Financial services face 'costly' disruption from Brexit - BoE
The Bank of England has called on the European Union to take urgent action or risk massive disruption to the European financial services sector post Brexit.
The Bank’s Financial Policy Committee said UK banks - which “lie at the core of the UK financial system” - would be able to withstand even a “disorderly, cliff-edge Brexit”.
But it warned that the EU needed to do more to protect the wider financial services sector from costly disruption after the UK quits the EU next March.
“There has been considerable progress in the UK to address these risks, but only limited progress in the EU,” said the FPC on Tuesday, following its monthly meeting on 3 October.
“In the limited time remaining, it is not possible for companies on their own to mitigate fully the risks of disruption to cross-border financial services. The need for authorities to complete mitigating actions is now pressing.”

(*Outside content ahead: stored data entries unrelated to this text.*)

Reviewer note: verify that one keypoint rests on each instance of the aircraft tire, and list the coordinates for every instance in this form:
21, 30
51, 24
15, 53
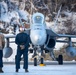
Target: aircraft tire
60, 59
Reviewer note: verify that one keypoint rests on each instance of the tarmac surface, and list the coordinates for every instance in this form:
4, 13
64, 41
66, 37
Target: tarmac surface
68, 68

Most at risk is the derivatives market. Derivative contracts are financial instruments drawn up between parties to hedge risk. They are handled by independent ‘middle men’, known as central counterparty clearing houses (CCPs).

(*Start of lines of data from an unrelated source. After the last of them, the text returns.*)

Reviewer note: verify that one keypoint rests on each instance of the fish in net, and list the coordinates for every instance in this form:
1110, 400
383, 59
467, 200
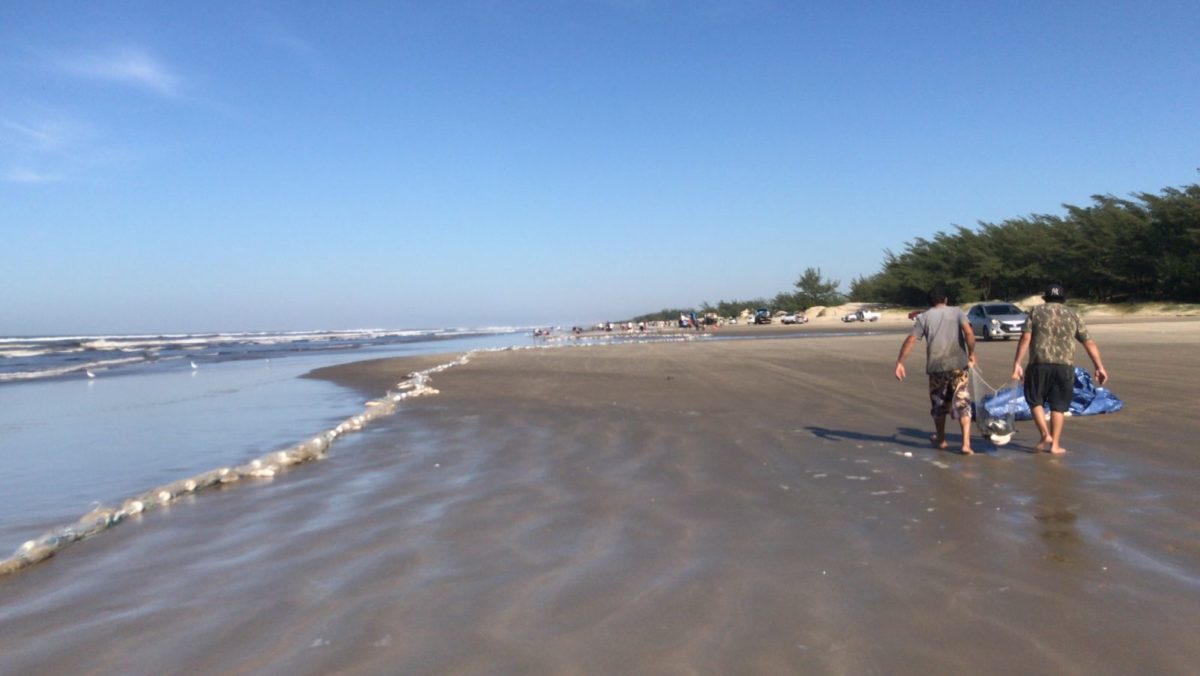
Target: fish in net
996, 410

The City is an important hub and is used by many EU financial institutions. But London and Brussels have failed to reach agreement over how the market will operate post Brexit.
The FPC said: “Timely action by EU authorities is needed to mitigate risks to financial stability, particularly those associated with derivative contracts and the transfer of personal data.

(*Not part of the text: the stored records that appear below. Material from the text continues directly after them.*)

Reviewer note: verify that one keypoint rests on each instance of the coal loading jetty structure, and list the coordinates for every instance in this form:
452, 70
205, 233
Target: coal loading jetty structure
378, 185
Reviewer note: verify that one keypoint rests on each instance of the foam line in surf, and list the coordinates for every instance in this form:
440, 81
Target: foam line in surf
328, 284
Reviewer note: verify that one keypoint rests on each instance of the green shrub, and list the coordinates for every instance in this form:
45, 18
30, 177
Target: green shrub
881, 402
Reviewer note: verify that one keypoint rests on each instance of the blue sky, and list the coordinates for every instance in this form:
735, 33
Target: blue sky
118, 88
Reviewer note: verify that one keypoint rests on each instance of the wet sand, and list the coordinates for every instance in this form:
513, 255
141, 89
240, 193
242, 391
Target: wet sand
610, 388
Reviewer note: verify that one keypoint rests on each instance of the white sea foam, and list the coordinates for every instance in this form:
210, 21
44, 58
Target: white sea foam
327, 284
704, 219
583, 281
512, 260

“EU rules create legal uncertainty about whether EU clearing members could continue to meet their ongoing obligations to UK CCPs and about the consequences for UK CCPs of continuing to provide services to the EU.
“To ensure the safe operation of CCPs and avoid financial stability risks, particularly in a stress, the contracts EU clearing members have with UK CCPs will need to be closed out, or transferred, before March 2019. This will be costly to EU businesses and could strain capacity in the derivatives market.”
The FPC said that EU members currently have £69trn of contracts with UK clearing houses.
Other areas of concern flagged included the rapid growth of riskier lending to businesses, which the FPC said was now larger than – and growing as quickly as – the US subprime mortgage market in 2006. Gross issuance of leveraged loans by UK non-financial companies reached a record £38bn in 2017 and a further £30bn has already been issued in 2018.
The Committee, which asses potential risks to the British financial system, will now review this “more extensively”.